Can't I dance in the delivery room,
lie spread-legged on stage?
So many false dichotomies:

live or die,
truth or consequences.
I ask my husband's opinion,
watch for the crowning
of an answer, but his words

only dance away.
My rehearsal mirror doubles me;
I'll do one in each world.
At the barre, I pretend
my exercises were invented

by Lamaze. Didn't the baby
spring from a pas de deux?
In a dream, Mr. B.
wears a surgical mask
and extracts from me

a Stravinsky score.
What is a nursery
but backstage, all the ballerinas
and their partners
warming up?

 

Ash-Pit

When I come across the word "ash-pit"
in a poem by Seamus Heaney, I wonder how
I could have forgotten for so long
the ash-pit I grew up with,

which squatted fortress-like
behind my childhood home in St.

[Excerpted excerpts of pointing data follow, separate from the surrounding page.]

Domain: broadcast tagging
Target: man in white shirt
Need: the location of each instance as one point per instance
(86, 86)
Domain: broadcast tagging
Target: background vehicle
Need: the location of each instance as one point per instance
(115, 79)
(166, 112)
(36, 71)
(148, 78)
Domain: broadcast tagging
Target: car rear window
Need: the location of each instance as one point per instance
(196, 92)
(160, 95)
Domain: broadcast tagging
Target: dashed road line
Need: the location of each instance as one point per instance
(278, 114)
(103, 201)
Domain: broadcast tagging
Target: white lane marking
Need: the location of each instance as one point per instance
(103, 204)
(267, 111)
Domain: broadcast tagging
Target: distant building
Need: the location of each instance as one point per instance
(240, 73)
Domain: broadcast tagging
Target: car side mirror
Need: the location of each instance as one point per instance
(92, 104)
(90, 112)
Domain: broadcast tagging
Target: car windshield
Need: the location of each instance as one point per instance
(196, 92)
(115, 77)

Louis,
a cement-and-stone outpost on the border
between our backyard and the narrow alley—

as narrow as our lives—where, from time to time,
the ashman came like someone risen
from the Underworld to scoop out and reclaim
what rightfully belonged to it.

In the ash-pit, everything burnable burned
as easily and wholly as the years
since I stood beside it, which now,
in memory, seems a kind of Sphinx,

a silent witness to our days—
it could have been in a desert,
could have been asking us a question
upon which our lives depended.

And now even the word, itself
squat and fortress-like, flares in the ear:
the two short vowels, sibilant and plosive,
rise like smoke into a heaven of spondees.